How hard would it be to recreate all the features? Just extract all code from the WPF assemblies using Reflector, chip away anything that doesn’t look like Domain Model code, and you should be good to go
Seriously, though: The idea of using a dependency-property-like construct for inherited property values sounds cool. I’d like to share some of the thoughts I had recently.

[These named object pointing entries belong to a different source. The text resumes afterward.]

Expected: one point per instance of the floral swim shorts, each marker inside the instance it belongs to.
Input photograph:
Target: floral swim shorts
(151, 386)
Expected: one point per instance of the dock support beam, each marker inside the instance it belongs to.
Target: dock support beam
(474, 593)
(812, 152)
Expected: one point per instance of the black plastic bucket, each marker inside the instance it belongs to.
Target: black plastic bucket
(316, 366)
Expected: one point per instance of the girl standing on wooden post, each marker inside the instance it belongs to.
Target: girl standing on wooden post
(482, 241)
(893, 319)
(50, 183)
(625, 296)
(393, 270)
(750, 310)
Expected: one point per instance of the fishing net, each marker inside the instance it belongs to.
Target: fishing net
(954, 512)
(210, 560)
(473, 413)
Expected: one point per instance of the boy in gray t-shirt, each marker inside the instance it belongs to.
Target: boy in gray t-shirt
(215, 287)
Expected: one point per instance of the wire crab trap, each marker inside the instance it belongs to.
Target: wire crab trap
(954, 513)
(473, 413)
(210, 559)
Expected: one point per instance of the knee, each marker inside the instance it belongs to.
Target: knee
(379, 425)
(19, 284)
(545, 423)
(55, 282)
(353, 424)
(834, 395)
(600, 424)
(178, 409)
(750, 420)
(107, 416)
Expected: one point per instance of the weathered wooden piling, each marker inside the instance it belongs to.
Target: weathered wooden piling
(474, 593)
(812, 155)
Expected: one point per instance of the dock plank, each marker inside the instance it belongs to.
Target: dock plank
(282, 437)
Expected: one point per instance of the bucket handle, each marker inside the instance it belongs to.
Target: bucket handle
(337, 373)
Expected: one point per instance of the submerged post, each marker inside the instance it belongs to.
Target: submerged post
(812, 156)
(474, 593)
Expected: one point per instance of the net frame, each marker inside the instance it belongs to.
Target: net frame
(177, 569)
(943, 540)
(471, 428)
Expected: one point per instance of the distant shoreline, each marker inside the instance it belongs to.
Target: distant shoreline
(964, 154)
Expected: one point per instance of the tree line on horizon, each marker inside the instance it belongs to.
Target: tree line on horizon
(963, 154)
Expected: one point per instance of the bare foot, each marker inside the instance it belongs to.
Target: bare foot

I worked on a WPF prototype program (a quiz program) in the recent past. I made a clear separation between business objects and UI. This naturally implies that I had to implement INotifyPropertyChanged ad nauseum. Then I thought “to make it easier to identify which property is being changed, I should probably introduce ‘PropertyName’ constants or something”. Then I thought “maybe there’s other useful information I can store too [and now it comes] sort of like Dependency Properties and their metadata”.
So I felt like being only one step away from wanting a dependency-property-like concept in my business entities. And today I read your blog post … I would love to do a bit of brainstorming about these concepts.